Two Bellingham music giants return for biggest concert in Whatcom County history
Though it’s only approximately 90 miles away, in many ways it’s a completely different world.
“We always say when we’re on stage that we’re from Seattle, Washington,” Death Cab for Cutie bass player Nick Harmer told The Bellingham Herald. “We identify as a Seattle band.
“But Bellingham is where we started and where we’re from. For (singer and guitarist Ben Gibbard) and me, we became friends in Bellingham, and we went to school at Western Washington University. We lived together there before we were even a band. It’s a really significant place for Ben and I.”

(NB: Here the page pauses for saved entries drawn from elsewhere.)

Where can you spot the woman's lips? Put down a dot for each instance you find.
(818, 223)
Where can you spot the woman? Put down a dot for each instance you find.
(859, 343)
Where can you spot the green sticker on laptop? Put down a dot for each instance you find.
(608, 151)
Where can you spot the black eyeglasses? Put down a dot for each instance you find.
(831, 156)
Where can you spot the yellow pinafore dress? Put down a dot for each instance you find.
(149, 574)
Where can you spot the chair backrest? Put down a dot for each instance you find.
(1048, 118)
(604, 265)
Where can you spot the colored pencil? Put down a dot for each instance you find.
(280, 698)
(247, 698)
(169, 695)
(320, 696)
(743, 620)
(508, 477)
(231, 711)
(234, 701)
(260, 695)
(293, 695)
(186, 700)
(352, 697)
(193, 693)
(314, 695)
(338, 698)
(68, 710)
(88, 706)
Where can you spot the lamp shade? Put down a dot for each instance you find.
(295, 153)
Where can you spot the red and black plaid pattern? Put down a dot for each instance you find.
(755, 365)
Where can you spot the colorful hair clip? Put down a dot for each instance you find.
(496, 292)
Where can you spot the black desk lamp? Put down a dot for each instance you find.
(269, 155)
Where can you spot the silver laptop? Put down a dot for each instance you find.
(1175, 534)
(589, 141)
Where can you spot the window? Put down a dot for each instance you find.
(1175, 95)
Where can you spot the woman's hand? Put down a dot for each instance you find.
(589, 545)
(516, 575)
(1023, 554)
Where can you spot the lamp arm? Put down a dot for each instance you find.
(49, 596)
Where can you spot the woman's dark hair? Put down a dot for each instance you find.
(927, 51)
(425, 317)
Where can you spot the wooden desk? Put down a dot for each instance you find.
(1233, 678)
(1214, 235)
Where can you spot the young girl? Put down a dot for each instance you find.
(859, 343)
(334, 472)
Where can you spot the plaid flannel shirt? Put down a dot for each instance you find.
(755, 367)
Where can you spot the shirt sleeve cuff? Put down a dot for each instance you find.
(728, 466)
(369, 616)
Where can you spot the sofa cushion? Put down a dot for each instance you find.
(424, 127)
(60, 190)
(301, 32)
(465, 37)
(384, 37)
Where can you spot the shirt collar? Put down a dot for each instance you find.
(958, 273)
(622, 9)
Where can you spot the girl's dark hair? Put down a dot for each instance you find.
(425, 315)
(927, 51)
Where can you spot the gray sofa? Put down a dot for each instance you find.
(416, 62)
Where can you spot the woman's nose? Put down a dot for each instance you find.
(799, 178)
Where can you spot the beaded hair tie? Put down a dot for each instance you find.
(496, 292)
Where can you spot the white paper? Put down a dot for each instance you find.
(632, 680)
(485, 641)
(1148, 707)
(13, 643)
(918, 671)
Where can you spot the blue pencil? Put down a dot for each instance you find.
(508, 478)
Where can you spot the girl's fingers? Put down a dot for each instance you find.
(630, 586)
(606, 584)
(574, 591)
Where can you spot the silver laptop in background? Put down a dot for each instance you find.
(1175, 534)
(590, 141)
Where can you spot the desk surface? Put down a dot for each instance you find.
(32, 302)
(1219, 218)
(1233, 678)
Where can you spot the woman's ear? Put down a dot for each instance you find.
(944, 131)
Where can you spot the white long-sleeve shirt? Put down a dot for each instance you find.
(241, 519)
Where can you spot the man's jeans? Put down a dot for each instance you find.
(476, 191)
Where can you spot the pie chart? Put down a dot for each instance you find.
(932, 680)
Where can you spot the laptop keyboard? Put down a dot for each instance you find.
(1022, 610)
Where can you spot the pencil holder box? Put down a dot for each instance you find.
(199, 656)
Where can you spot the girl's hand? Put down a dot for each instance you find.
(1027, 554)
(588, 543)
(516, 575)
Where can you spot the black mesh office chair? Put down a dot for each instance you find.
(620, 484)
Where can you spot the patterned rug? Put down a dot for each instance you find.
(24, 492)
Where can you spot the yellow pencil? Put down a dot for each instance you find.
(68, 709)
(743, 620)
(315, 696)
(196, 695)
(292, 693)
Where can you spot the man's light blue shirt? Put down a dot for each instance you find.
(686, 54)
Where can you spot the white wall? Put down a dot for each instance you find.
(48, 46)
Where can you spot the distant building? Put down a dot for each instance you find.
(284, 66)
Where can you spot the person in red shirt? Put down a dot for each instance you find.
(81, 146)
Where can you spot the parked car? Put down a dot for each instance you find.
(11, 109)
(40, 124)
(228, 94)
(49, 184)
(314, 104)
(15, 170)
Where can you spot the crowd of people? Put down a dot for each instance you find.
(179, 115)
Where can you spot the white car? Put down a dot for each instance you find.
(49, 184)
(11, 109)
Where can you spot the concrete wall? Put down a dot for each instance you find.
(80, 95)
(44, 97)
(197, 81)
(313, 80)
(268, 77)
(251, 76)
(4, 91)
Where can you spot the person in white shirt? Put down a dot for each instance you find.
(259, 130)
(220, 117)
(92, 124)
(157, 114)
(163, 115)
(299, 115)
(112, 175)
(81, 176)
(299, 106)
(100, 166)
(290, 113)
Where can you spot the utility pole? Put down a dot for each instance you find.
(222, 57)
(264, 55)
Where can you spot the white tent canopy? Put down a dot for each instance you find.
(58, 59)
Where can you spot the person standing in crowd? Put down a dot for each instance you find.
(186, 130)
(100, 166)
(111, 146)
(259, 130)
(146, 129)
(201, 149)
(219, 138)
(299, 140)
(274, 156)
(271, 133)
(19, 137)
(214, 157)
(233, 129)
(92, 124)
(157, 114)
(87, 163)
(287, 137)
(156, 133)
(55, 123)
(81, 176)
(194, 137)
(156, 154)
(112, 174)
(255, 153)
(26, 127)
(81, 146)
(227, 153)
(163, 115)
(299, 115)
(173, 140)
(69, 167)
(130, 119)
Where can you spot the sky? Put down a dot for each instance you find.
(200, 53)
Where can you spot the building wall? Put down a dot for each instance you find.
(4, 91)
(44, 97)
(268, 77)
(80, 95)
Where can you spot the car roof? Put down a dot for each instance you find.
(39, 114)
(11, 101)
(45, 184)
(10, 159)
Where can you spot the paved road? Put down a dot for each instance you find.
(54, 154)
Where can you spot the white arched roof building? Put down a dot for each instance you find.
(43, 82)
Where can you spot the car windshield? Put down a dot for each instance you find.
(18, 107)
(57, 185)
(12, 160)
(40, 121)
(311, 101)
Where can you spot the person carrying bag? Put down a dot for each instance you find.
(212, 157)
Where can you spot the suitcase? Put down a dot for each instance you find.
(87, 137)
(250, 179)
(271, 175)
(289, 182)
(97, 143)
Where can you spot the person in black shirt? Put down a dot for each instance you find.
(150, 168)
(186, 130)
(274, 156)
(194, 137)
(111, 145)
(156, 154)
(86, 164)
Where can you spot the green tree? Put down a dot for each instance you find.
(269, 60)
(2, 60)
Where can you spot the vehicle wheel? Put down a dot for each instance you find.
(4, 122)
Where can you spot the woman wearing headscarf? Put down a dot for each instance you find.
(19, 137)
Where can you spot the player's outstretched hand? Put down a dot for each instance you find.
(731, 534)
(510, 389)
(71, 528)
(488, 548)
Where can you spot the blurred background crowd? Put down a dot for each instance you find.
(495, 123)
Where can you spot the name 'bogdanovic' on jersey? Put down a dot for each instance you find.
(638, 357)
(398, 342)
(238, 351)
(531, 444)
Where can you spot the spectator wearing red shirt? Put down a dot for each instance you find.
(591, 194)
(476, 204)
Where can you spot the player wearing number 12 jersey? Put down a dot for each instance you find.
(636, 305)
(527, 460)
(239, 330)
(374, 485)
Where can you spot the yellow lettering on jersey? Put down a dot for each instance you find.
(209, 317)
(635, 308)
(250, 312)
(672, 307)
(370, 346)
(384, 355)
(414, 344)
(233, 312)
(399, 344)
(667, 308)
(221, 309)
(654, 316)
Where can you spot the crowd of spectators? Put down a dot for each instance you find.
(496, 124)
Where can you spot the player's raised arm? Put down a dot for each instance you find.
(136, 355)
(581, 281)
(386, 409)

All you have to do is look at the lyrics from some of their early albums — particularly their second (We Have the Facts and We’re Voting Yes from 2000) and third (The Photo Album from 2001) — to see how special Bellingham was to the band, according to a 2011 MTV.com story. At the time, the band and the individual members were trying to establish themselves personally and professionally after graduating from WWU.
“I was literally just going and applying for jobs, and I couldn’t get a job, and I was getting more and more broke, and you find yourself groveling for jobs you don’t even want,” Gibbard told MTV.com. “So I wrote a lot of songs (here in Seattle) about Bellingham and how much I missed (it), because I wanted to go back to the life we had up there, because it was so much more simple than this.”

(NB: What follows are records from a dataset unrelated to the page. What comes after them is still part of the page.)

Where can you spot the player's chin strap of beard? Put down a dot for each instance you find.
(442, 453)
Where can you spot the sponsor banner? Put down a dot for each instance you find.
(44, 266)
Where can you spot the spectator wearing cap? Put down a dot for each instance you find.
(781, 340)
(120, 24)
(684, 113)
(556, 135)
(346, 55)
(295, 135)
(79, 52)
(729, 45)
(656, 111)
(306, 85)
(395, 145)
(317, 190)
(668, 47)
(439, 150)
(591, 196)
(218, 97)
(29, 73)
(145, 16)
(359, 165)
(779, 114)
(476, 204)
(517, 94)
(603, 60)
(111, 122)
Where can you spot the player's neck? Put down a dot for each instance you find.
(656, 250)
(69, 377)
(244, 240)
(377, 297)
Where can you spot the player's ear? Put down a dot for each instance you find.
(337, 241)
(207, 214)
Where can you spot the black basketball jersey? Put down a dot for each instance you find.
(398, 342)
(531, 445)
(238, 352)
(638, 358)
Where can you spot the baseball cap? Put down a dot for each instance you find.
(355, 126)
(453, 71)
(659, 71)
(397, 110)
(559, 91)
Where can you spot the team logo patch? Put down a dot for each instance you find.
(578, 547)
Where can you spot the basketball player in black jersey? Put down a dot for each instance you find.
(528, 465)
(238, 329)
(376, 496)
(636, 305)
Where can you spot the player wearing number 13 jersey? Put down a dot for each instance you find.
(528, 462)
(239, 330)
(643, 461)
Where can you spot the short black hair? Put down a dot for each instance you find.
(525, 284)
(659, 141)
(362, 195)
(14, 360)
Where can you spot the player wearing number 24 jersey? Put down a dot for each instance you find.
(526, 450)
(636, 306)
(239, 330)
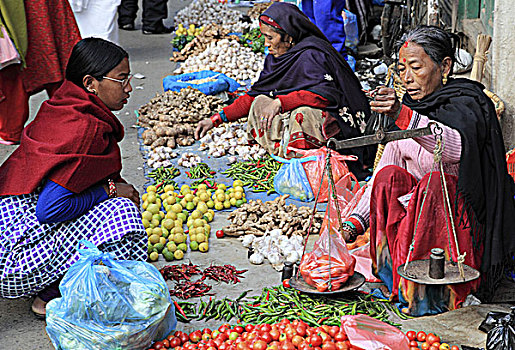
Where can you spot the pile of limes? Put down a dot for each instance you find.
(165, 214)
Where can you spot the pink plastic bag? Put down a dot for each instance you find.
(315, 169)
(368, 333)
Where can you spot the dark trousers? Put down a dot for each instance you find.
(154, 11)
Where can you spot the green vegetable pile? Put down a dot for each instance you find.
(278, 302)
(257, 175)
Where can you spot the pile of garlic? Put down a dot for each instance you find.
(189, 160)
(230, 138)
(275, 247)
(227, 57)
(160, 157)
(204, 12)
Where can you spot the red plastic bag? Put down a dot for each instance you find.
(368, 333)
(315, 169)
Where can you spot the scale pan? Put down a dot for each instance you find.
(355, 281)
(418, 271)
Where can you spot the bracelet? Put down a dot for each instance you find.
(112, 188)
(216, 120)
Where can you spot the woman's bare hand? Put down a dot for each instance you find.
(203, 127)
(127, 191)
(266, 109)
(386, 102)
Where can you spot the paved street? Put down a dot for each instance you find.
(149, 55)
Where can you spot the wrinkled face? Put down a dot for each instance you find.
(420, 75)
(273, 41)
(113, 93)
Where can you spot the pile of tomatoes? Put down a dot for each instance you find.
(285, 335)
(428, 341)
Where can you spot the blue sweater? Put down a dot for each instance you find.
(57, 204)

Now firmly grounded in Seattle, the alternative rock band is looking forward to a chance to revisit its simpler roots in Bellingham this weekend.

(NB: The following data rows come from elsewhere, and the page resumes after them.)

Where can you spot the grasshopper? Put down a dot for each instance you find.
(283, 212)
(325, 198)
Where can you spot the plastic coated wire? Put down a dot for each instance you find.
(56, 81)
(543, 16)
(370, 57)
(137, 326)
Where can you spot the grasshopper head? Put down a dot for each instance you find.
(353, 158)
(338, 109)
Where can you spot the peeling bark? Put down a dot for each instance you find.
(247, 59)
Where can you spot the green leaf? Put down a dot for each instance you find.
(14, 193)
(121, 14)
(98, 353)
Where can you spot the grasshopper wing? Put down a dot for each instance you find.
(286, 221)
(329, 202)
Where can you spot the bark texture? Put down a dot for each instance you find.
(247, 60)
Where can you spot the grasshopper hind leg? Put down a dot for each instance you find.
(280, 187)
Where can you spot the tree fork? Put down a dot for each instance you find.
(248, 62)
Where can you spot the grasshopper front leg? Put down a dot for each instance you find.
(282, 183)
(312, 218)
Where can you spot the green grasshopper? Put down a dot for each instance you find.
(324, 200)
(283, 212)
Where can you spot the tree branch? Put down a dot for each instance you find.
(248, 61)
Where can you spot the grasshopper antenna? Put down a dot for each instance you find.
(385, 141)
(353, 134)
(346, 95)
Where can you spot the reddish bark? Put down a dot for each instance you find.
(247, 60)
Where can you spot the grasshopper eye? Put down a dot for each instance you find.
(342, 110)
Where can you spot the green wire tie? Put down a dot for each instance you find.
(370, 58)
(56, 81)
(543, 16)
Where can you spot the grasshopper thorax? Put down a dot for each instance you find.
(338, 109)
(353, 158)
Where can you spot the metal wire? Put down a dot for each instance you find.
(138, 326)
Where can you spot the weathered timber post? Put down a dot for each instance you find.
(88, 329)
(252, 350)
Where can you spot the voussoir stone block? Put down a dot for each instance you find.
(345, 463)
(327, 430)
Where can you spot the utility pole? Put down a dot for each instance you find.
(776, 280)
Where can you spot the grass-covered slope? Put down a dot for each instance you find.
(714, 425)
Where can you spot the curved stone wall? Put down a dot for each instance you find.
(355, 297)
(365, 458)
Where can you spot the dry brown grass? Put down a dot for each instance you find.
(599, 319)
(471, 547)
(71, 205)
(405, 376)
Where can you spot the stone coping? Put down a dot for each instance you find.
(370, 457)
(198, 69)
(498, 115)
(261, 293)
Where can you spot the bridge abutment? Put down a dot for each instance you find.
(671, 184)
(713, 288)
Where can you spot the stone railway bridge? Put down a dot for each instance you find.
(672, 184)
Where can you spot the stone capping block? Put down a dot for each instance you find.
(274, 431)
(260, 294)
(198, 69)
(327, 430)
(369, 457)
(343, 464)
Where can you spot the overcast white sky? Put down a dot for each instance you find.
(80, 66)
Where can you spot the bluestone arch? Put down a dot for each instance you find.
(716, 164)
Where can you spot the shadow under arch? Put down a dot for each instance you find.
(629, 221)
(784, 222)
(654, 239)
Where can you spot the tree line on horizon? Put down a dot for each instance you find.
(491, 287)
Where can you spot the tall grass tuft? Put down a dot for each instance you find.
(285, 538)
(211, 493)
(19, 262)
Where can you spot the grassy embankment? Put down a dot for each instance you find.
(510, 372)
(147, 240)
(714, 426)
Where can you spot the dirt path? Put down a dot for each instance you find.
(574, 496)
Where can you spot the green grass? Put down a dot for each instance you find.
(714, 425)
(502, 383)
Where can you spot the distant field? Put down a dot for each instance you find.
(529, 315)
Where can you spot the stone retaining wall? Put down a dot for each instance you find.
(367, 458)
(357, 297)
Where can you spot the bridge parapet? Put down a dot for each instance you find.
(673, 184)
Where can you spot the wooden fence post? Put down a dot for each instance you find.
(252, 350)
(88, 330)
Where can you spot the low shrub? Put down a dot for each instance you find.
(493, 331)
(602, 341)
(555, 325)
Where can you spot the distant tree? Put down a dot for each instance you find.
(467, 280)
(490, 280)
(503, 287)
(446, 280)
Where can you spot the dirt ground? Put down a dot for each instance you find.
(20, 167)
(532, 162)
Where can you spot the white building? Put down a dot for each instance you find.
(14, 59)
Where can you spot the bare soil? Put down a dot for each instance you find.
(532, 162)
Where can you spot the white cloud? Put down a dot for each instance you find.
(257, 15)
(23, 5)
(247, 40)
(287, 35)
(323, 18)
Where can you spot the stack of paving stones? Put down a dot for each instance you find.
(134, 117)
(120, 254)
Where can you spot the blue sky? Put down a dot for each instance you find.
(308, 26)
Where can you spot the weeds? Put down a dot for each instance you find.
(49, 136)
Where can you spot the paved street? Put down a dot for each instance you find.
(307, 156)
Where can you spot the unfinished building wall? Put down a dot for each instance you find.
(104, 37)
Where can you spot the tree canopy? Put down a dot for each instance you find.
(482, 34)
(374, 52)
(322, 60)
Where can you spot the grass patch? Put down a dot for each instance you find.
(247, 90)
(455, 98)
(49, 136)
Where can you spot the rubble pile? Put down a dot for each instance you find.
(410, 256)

Death Cab will join with Odesza — an electro-pop duo that also got its start while at WWU — for a benefit concert for the school’s alumni association scholarship endowment dubbed “Double Major.” The largest audience for a musical concert in Whatcom County history — an estimated 13,000 people — is expected to show up for the event, which begins at 5 p.m. Saturday, May 18, at Civic Stadium.
“This isn’t our first show in Bellingham since graduation,” Harmer told The Herald. “Our drummer (Jason McGerr) is still from Bellingham, so we pop up there quite a bit. But somehow this one seems a whole lot more reflective and nostalgic — not that the others haven’t.”
What makes this visit different than a performance at the Viking Union a few years ago and one at Mount Baker Theatre in 2009, Harmer said, is that the band plans to spend the entire weekend in town, visiting old favorite hangouts, such as Casa Que Pasa, the Beaver Inn and the Horseshoe Cafe.
“We’ll probably go down to Fairhaven and walk around a bit,” Harmer said. “It wasn’t significant to the band, but we spent a lot of rainy days down there at the Colophone Cafe. I’m interested to see how much it’s changed. We might even take a hike up to Sehome Hill (Arboretum). There are a lot of places that mean so much to us up there.”
Perhaps none means more, Harmer said, than the house on Ellis Street where some of the original band members lived, became friends and even recorded songs after Gibbard decided to expand a solo project into a band in 1997.
“I’m sure we’ll drive by that place,” Harmer said. “Lots of good memories from that place. Lots of good memories from our time up there. We’re excited to go back up there and remember some of those times.”